My cellphone conked out more than a year ago, and I lost access to my LinkedIn and the password to get back in, which is so “Hey Boomer.”
Recently, I recovered everything and, like an archeologist, found old LinkedIn messages. One caught my eye. It was an exchange with a young man I worked with at Year Up, a work-force development nonprofit.
I’ll call him Michael. He grew up on the South Side of Chicago and attended college in Iowa on a football scholarship. He developed a heart condition, lost his scholarship, and returned to Chicago where he worked at his mother’s home daycare.
Short on career options, Michael, at 24 years old, applied to Year Up. He was tall, smart, skinny from his heart condition, and the kindest person. He carried an embroidered bag at his side with a tube connected to his heart.
He had a goal of running a marathon, which didn’t sound realistic, but he would say, “One day.”
Michael completed Year Up after interning at a company. He was a good listener and converser, so Year Up hired him to work in admissions. A work-from-home angle helped because he had been placed on a heart transplant waiting list.
In 2019, his heart got worse, but as he told me, that was a good thing. He was moving up the transplant list. Michael got his new heart at Northwestern Hospital that summer. A few days later, we exchanged messages.
He wrote: “So grateful and surreal. It makes no sense. Can’t even put into words what’s going through my head. No more limitations.” He told me to get ready for marathon training. He recovered and returned to his admissions job.
Then lots of things happened. One was the pandemic. After it started in spring 2020, I left my job at Year Up. I heard that Michael caught COVID last summer. Anyone with a heart transplant is the definition of an immune-compromised person, so this was not good. But he pulled through.
Last fall, Michael got COVID again, Delta variant this time. He ended up hospitalized in ICU and ventilated. Like many COVID patients facing the end, he was unconscious for several weeks.
And then Michael died.
I couldn’t attend the funeral, but I heard about all the people who said Michael was their best friend.

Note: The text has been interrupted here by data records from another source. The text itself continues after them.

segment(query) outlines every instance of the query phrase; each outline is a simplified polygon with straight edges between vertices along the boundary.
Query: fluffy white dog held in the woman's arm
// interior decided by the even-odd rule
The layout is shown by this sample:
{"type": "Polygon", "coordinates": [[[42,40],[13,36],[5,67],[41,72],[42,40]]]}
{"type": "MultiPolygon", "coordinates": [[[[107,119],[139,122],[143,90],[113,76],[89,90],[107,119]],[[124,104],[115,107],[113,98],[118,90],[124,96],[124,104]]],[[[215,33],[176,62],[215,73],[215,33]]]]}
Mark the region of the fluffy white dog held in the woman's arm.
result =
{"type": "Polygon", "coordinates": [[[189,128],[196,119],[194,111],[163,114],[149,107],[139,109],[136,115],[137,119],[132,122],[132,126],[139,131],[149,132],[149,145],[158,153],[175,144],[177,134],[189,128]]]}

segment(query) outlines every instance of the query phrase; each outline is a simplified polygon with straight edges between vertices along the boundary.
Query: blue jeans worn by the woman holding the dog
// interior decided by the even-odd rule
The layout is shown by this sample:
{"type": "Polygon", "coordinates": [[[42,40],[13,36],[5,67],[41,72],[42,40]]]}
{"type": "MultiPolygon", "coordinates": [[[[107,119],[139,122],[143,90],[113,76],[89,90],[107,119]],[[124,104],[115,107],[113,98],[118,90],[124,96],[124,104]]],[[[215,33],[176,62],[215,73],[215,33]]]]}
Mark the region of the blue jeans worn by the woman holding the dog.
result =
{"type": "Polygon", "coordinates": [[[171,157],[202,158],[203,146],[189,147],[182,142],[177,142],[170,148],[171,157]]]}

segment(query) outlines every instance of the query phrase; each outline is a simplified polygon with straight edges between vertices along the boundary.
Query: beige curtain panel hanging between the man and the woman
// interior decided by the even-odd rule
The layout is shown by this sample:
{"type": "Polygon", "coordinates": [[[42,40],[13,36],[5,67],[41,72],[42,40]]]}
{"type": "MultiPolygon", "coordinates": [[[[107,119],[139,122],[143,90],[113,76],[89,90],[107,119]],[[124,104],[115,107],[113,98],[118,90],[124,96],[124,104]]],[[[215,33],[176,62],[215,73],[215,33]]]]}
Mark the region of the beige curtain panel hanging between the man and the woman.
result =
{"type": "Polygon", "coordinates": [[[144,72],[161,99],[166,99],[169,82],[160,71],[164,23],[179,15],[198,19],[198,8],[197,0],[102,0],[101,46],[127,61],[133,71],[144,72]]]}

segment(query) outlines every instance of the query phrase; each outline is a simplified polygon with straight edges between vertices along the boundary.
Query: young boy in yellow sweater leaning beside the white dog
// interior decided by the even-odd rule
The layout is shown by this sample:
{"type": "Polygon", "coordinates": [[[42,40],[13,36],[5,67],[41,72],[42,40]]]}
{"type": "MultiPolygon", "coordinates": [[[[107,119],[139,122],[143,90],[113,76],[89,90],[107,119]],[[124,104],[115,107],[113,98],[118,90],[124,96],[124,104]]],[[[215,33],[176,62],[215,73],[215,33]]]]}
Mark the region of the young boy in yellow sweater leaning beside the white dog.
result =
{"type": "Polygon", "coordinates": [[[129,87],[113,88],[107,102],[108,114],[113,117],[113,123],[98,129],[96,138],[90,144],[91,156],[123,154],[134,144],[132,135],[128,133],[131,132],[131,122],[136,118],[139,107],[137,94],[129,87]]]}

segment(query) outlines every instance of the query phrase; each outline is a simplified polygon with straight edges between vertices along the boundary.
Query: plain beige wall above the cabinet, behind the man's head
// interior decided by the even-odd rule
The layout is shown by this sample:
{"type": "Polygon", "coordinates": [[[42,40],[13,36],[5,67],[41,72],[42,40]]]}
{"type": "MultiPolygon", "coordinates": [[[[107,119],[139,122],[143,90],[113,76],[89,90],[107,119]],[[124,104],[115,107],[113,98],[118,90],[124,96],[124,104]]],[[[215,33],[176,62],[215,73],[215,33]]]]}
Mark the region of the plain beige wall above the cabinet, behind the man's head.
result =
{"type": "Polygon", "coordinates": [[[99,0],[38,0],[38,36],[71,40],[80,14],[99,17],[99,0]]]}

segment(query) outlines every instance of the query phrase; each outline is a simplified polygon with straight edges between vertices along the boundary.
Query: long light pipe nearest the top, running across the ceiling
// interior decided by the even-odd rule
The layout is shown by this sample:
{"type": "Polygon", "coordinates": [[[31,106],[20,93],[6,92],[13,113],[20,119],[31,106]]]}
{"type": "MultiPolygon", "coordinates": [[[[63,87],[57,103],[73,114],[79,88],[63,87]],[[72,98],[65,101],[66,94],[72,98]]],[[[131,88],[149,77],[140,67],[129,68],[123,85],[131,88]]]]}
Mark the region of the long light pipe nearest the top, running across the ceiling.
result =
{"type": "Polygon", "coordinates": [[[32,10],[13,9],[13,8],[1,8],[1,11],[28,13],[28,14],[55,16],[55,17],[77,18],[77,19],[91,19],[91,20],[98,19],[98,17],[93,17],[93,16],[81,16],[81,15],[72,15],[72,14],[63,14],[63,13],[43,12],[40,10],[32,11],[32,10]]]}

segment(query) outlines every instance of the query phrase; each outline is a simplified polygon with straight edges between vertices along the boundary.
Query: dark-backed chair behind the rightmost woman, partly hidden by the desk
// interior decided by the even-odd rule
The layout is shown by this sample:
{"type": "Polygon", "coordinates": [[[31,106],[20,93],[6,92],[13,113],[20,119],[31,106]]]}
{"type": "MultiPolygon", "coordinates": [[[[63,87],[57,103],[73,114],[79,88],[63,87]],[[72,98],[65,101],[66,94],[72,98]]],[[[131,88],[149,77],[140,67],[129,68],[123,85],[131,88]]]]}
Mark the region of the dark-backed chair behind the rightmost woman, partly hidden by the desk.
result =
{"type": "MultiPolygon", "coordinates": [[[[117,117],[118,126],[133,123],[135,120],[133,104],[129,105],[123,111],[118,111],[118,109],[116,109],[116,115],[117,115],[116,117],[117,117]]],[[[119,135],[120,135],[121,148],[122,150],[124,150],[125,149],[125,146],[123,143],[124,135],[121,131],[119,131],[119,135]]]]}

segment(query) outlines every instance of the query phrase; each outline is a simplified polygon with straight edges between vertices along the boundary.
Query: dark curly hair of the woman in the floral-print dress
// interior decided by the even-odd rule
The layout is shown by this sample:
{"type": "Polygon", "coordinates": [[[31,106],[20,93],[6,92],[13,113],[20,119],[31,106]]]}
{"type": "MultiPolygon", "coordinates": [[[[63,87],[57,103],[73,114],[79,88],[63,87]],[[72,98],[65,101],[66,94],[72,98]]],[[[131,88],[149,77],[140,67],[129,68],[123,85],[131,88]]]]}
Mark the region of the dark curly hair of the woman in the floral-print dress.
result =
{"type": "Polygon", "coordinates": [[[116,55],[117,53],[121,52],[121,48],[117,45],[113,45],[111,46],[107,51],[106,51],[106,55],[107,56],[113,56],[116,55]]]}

Last week, I found a year old unopened LinkedIn communication from him. All it said was “Love you, Jack!” It was dated Feb. 1, 2021, around noon.
I remember that day.
While at a campfire surrounded by deep snow in the wilderness in the Upper Peninsula of Michigan, I had an aortic dissection of my ascending aorta, a rare life-threatening condition that can only be treated through emergency open heart surgery (90 percent of people die before reaching the hospital and the cardio-thoracic surgeon in Wausau, Wisconsin told me that 30 percent who make it to the hospital die during surgery).
When Michael messaged me, I was ventilated and unconscious after surgery. Following a few setbacks, I am mostly recovered.
Before reading his message, I thought I had accompanied Michael on his post-heart-transplant journey. As it turns out, Michael has been accompanying me through my own near-death experience.
I carry his message on my cellphone.
He did not hear me say, love you too!